Cyrus Olney (October 11, 1815 – December 12, 1870) was an American politician and lawyer in what would become the state of Oregon. He was the 6th justice of the Oregon Supreme Court serving while the region was still the Oregon Territory. A native of Ohio, Olney later was a member of the 1857 Oregon Constitutional Convention, and later served in the Oregon legislature.

==Early life==
Cyrus Olney was born on October 11, 1815, in Geneva, New York. He was raised in Ohio, where he was educated in the public schools and later law school in Cincinnati. After passing the bar he practiced law for a time in Ohio before moving to Iowa, where he was a judge for four years.

==Oregon==
Olney moved to Oregon and began law practice in Portland in 1851. He continued in this endeavor until 1853, when United States President Franklin Pierce appointed him to the Oregon Supreme Court. Olney remained on the court until 1858 when he resigned, though he had attempted to resign in 1853 and 1854. During this time, he also served as a delegate to the Oregon Constitutional Convention in 1857 representing Clatsop County. At the Convention he excused himself and did not vote on the final resolution.
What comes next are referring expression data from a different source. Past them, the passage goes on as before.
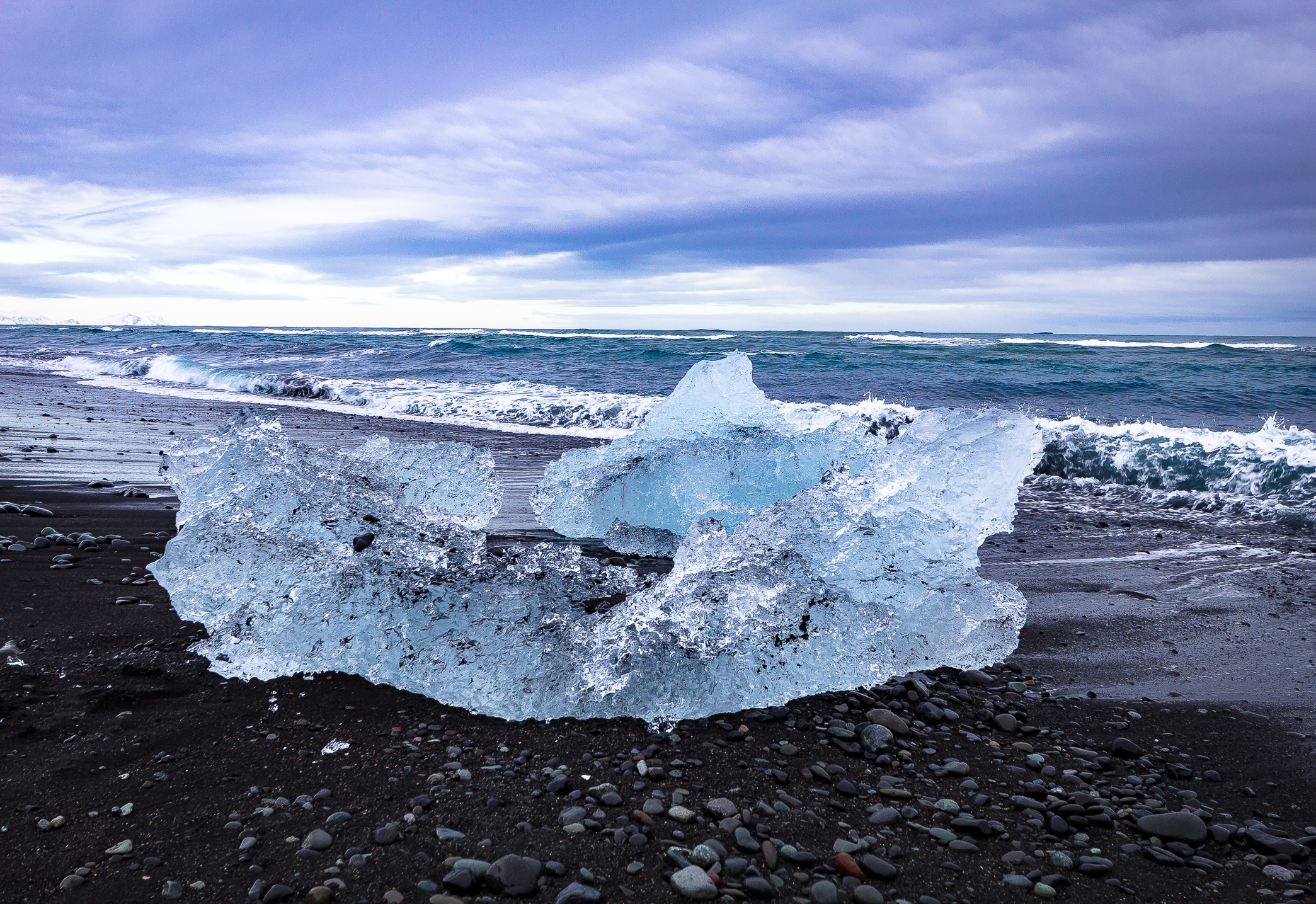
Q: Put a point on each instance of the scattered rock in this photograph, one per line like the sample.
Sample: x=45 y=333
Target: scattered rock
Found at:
x=694 y=883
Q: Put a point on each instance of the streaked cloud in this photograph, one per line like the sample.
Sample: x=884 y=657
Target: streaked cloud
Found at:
x=1085 y=168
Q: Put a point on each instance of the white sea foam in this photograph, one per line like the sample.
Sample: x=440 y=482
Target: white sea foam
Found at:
x=1089 y=344
x=614 y=336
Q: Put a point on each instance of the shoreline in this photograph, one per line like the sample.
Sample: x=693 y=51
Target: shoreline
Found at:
x=1174 y=603
x=111 y=709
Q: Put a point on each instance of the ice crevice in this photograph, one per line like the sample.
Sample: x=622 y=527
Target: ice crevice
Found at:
x=803 y=561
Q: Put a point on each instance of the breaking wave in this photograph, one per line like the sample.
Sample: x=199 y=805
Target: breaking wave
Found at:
x=1267 y=474
x=1085 y=344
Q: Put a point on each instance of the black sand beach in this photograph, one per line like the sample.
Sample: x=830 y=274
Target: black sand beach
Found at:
x=1166 y=663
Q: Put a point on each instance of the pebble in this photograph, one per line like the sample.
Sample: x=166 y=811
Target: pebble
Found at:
x=1184 y=827
x=578 y=894
x=318 y=840
x=513 y=876
x=877 y=737
x=889 y=720
x=823 y=893
x=721 y=808
x=1006 y=723
x=745 y=841
x=694 y=883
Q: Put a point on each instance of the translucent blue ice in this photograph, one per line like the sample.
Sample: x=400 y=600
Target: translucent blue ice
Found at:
x=715 y=448
x=865 y=571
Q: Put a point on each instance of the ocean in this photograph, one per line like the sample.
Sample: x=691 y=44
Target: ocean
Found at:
x=1222 y=425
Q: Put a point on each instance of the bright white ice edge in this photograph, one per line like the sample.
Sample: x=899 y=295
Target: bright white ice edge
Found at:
x=865 y=574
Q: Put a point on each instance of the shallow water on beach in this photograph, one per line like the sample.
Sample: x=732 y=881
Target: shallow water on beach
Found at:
x=1204 y=424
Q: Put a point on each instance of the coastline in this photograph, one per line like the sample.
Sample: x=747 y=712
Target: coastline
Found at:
x=110 y=691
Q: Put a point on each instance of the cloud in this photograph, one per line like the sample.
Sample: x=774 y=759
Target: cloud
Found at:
x=781 y=165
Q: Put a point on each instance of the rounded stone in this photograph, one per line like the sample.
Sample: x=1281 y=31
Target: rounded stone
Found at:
x=1184 y=827
x=318 y=840
x=694 y=883
x=877 y=737
x=823 y=893
x=1006 y=723
x=721 y=808
x=513 y=876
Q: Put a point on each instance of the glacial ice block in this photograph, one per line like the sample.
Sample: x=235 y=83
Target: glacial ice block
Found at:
x=866 y=574
x=715 y=448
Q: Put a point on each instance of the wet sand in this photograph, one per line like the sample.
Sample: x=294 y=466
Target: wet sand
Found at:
x=110 y=708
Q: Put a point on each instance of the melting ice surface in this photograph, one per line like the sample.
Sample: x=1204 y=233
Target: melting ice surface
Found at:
x=715 y=448
x=818 y=562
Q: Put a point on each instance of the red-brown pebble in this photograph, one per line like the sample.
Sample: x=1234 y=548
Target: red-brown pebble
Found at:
x=847 y=866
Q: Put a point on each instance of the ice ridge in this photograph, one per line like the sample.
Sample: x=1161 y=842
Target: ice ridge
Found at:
x=715 y=448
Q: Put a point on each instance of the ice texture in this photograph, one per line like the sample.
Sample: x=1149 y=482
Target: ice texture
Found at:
x=866 y=571
x=715 y=448
x=864 y=576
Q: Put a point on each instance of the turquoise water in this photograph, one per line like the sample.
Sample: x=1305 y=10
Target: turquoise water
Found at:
x=1208 y=423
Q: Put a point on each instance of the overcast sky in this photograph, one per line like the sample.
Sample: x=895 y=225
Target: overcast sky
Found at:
x=963 y=166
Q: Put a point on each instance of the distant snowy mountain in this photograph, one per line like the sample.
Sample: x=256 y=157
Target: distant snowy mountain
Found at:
x=35 y=321
x=139 y=320
x=122 y=320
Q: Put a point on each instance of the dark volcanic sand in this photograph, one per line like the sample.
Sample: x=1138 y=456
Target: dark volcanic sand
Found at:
x=110 y=698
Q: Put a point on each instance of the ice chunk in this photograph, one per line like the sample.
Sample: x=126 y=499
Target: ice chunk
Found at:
x=867 y=573
x=860 y=578
x=715 y=448
x=266 y=559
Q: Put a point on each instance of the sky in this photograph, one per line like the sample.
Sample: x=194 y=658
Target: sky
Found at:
x=1110 y=168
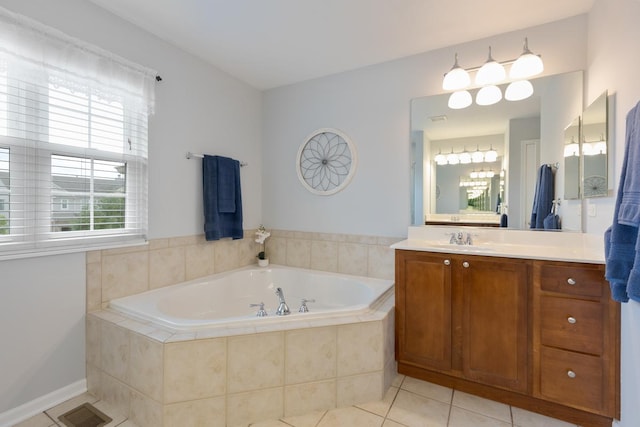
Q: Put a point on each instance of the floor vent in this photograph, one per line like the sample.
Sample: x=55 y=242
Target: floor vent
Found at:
x=85 y=415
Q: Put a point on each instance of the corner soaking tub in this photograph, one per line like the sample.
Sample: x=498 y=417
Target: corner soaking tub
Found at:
x=226 y=299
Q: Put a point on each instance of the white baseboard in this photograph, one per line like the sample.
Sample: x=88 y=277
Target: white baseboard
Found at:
x=41 y=404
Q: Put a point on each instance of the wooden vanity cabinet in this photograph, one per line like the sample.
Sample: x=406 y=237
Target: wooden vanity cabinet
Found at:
x=540 y=335
x=576 y=337
x=466 y=316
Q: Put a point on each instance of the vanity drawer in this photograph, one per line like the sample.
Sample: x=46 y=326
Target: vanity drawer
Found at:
x=582 y=281
x=572 y=378
x=572 y=324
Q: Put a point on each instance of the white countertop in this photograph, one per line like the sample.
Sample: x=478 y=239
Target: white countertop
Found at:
x=529 y=244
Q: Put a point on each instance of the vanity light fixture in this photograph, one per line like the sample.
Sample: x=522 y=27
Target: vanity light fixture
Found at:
x=491 y=72
x=489 y=75
x=457 y=78
x=527 y=65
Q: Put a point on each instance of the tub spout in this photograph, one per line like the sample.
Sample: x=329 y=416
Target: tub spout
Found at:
x=283 y=308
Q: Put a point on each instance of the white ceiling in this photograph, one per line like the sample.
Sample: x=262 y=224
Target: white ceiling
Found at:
x=271 y=43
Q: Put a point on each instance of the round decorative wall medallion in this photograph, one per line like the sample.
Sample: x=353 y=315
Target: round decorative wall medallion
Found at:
x=326 y=162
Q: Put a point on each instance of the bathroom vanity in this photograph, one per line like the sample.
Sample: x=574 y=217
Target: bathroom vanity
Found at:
x=529 y=325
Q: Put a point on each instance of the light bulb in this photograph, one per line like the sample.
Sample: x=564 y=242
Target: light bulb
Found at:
x=460 y=99
x=457 y=78
x=491 y=72
x=527 y=65
x=488 y=95
x=518 y=90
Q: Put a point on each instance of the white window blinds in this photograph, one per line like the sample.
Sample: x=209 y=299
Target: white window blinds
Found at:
x=73 y=143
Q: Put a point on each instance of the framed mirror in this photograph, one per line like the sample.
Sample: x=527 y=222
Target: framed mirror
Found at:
x=572 y=160
x=525 y=134
x=594 y=148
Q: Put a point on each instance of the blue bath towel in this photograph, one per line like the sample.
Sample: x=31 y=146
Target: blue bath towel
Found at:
x=543 y=198
x=622 y=245
x=222 y=198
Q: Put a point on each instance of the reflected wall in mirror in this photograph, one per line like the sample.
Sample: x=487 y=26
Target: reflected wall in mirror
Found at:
x=594 y=148
x=572 y=160
x=525 y=135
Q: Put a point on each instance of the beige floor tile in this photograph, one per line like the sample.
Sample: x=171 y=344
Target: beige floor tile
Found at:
x=68 y=405
x=272 y=423
x=350 y=416
x=309 y=420
x=40 y=420
x=522 y=418
x=381 y=407
x=463 y=418
x=397 y=381
x=429 y=390
x=416 y=411
x=482 y=406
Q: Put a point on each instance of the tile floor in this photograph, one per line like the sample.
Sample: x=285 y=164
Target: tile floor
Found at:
x=409 y=403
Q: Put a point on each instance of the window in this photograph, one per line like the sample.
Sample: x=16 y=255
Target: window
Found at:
x=73 y=147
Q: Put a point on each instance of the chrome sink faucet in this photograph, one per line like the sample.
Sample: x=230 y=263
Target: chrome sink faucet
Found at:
x=459 y=238
x=283 y=308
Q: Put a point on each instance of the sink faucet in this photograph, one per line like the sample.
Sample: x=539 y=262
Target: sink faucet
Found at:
x=459 y=238
x=283 y=308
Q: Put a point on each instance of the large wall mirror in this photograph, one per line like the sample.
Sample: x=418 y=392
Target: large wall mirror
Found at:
x=594 y=148
x=524 y=135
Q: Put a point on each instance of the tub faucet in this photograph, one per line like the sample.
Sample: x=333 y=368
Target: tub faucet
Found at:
x=283 y=308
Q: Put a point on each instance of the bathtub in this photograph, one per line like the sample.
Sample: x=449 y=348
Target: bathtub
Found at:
x=226 y=299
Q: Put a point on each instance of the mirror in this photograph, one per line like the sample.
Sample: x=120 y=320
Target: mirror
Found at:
x=572 y=160
x=594 y=149
x=525 y=135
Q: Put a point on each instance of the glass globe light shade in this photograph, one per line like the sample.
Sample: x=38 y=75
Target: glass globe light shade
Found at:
x=488 y=95
x=491 y=72
x=527 y=65
x=460 y=99
x=518 y=90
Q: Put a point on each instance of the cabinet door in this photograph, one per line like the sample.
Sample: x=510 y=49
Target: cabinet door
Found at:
x=495 y=294
x=423 y=309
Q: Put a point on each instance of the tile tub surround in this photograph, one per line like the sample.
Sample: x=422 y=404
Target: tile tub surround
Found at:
x=114 y=273
x=236 y=376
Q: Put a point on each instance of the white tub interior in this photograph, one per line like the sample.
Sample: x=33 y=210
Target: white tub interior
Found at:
x=225 y=298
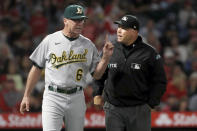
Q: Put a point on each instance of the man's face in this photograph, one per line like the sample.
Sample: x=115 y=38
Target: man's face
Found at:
x=75 y=26
x=126 y=35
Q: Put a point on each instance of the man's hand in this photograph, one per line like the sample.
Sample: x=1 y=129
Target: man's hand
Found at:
x=108 y=48
x=98 y=101
x=24 y=105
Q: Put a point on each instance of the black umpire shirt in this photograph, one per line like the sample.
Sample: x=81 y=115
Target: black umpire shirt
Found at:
x=135 y=76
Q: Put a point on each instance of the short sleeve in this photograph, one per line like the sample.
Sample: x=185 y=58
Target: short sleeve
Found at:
x=38 y=57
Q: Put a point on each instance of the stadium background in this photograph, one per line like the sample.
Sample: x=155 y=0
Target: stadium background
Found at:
x=168 y=25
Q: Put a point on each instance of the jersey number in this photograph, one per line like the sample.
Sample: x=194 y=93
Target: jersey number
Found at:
x=79 y=74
In 1866 he was elected to the Oregon House of Representatives from Clatsop, Columbia, and Tillamook counties. Serving as a Republican he was elected after a one session absence in 1870.

==Later life and family==
Olney married twice in his lifetime. He had a total of seven children from the two marriages. Olney died on December 21, 1870 (or December 21, 1870) in Astoria at the age of 55. He had been addicted to opium and chloroform up to his death. Olney, Oregon was named for him.